Ricordo il titolo di prima pagina del Corriere dello Sport , quando la società granata compì gli ottant’anni della sua storia: “ottant’anni di toro. In fondo lo amiamo un po’ tutti”. Ci sono destini che si intrecciano, e quando l’Italia sul finire degli anni 90 entra in una delle sue crisi più profonde della sua esistenza, facendogli conoscere una paura sempre più crescente in questo finire del 2018, è proprio il Torino a smarrirsi. Uno smarrimento culminato nel fallimento del 17 novembre del 2005. Da allora tante cose sono successe, e in primo luogo il depauperamento progressivo della ricchezza e del tessuto sociale italiano. Urbano Cairo prende in mano le sorti della società granata avendo, se non altro, il merito di rianimarla e di non far disperdere una comunità e un patrimonio di valori. Ma il Davide/Toro, oggettivamente e da qualsiasi lato la si voglia vedere, non è più tornato. Questo fenomeno è, a mio modesto parere, uno dei segnali più evidenti di un Italia demoralizzata, presa dalla morsa della terribile tentazione di non crederci più. Il capace imprenditore alessandrino ha però ancora la possibilità di segnare il suo nome sul taccuino della storia, ha la chance di mandare un segnale al comune sentire degli italiani. Esattamente come lo fecero “Gli Invincibili” nel dopoguerra. Se la Juventus ha deciso di prendersi come palcoscenico il mondo e le sue tentazioni di enormi ricchezze, il Toro di Cairo potrebbe tornare a diventare il cuore pulsante dell’Italia. Potrebbe essere una delle testimonianze concrete di un Paese pronto a rialzarsi in piedi e a combattere le sue battaglie. Senza paura.
Hanno bisogno del Toro delle mille battaglie le nuove generazioni per capire che non è stata una sfortuna nascere e vivere nell’Italia contemporanea; ne hanno bisogno le generazioni coi capelli bianchi, per rinfrancarsi sul fatto che il loro sacrificio e la loro esistenza non sono stati inutili. Il Toro deve tornare a smuovere le certezze dei juventini di lignaggio alla Umberto Agnelli, per ricordare a noi tutti che solo la bellezza sopravvive alle nostre miserie e alle nostre paure. Solo la bellezza può darci l’eterna occasione di riprovarci sempre. Caro Urbano Cairo, tu hai questo onore e onere per le mani: rimetti il Torino al suo posto nelle vicende italiane. In questo natale del 2018 umilmente ti chiedo di provarci e di crederci. Se lo farai, molto ti tornerà indietro. In questi giorni in cui si festeggia il Natale, ovvero la nascita di un uomo a cui solo nel secolo scorso sono stati dedicati 62 mila volumi, e c’è una frase letta in un vangelo apocrifo ronzante nella mia mente da sempre:”chi si stupisce regnerà”. La storia dell’uomo di Nazareth insegna che bastano la mangiatoia come culla, le spine come corona, e una croce come trono per avviare una storia di gloria e di speranza.
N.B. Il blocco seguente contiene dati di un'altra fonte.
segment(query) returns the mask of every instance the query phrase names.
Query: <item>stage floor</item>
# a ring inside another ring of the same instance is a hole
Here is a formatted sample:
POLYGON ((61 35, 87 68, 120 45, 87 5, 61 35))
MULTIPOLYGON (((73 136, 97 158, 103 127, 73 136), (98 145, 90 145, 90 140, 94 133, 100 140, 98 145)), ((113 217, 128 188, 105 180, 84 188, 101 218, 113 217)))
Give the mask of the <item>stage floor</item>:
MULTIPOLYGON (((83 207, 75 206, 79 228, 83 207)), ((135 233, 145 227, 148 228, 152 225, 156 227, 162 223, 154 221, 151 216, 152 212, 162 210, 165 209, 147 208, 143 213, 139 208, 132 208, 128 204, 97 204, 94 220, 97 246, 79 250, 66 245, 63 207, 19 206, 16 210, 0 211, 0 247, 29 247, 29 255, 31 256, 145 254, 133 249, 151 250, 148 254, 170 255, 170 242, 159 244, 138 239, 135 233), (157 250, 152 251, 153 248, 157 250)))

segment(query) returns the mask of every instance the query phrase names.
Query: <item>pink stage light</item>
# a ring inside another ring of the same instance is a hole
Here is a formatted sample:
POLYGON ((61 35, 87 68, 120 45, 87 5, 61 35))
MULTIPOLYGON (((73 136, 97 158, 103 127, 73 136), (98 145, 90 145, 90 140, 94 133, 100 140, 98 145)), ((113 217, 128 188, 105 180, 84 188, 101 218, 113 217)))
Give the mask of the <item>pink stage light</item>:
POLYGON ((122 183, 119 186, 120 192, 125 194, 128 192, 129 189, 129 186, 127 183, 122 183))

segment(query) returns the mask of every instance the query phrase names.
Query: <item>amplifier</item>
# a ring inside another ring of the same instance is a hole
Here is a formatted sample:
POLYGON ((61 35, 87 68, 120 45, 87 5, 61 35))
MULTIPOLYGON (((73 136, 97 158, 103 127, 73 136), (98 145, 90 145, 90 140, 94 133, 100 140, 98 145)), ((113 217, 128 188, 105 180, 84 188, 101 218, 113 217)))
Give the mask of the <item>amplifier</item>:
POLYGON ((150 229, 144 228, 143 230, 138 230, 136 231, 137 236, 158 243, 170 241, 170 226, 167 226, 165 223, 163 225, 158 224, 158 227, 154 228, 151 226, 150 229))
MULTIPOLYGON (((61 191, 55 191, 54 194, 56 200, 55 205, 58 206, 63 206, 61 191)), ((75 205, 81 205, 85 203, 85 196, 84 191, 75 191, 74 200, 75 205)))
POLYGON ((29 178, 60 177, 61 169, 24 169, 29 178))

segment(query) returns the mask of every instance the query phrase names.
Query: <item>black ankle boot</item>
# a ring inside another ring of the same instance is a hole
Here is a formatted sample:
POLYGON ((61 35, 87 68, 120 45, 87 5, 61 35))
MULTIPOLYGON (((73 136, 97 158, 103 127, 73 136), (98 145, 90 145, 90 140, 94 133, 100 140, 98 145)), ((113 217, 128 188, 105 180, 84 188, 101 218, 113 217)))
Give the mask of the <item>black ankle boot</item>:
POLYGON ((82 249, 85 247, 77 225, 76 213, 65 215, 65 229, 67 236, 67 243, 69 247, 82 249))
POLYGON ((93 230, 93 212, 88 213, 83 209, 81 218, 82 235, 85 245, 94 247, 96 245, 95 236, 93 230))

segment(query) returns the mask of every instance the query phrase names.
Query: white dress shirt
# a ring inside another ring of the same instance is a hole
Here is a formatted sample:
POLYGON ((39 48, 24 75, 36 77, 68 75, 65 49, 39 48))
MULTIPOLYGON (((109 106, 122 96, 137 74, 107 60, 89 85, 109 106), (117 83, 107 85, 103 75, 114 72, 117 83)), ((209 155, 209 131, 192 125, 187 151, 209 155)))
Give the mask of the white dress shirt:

Per buona pace dell’Adidas e dei suoi munifici contratti di sponsorizzazione. Auguro ai tifosi del Toro, grato in eterno per la loro attenzione, che il loro presidente possa farsi prendere dallo stupore per le meraviglie intessute nella storia e nei valori della squadra presieduta. E che la battaglia contro la Juventus possa riprendere, nella lealtà e nel valore che il Toro e i suoi tifosi hanno sempre avuto. Lo si deve all’amore per il calcio. Lo si deve all’Italia. E anche perché il natale non sia ridotto ad una mera e ciclica convenzione mercatistica.
Di Anthony Weatherill
(ha collaborato Carmelo Pennisi)
Anthony Weatherhill, originario di Manchester e nipote dello storico coach Matt Busby, si occupa da tempo di politica sportiva. E’ il vero ideatore della Tessera del Tifoso, poi arrivata in Italia sulla base di tutt’altri presupposti e intendimenti.